Juan Sádaba is an architect, urban planner, and industrial designer. He understands design as a creative strategy to solve problems and create intelligent beauty. This approach can be applied to the different scales of design problems, trespassing the classical boundaries between disciplines. He is currently a part-time professor at the Singapore University of Technology and Design. Juan is also the co-founder and CEO of Nerei Emotional Intelligent, a company focused on new strategies and designs for the urban space, design, and architecture. The company is part of the NER group..

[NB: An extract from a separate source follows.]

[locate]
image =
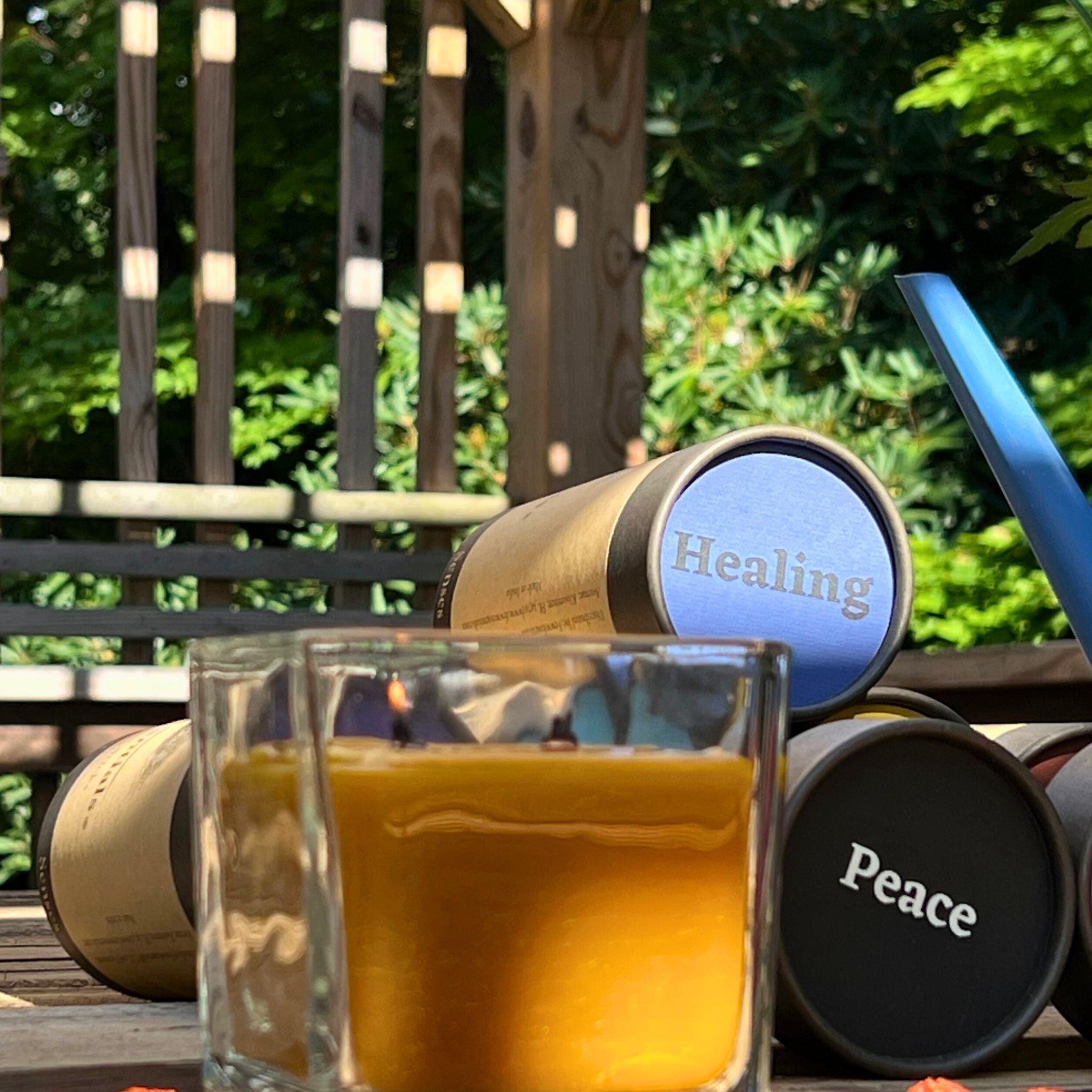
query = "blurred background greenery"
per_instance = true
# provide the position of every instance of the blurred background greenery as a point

www.juansadaba.com | www.nerei.org | @nereiEI
José Luis Burgos received his architectural degree from the School of Architecture in Madrid. As the Basque Government’s Deputy Ministry of Transport between 1987 and 1991, he was involved in key projects for the region such as Metro Bilbao, the expansion of the port, the new airport terminal, and the removal of the train tracks along the river. He has also worked on the revitalization of the Nervión river docks and has collaborated with Philippe Stark on the Azkuna Zentroa project. In 1980 he was awarded the Spanish National Urbanism Prize.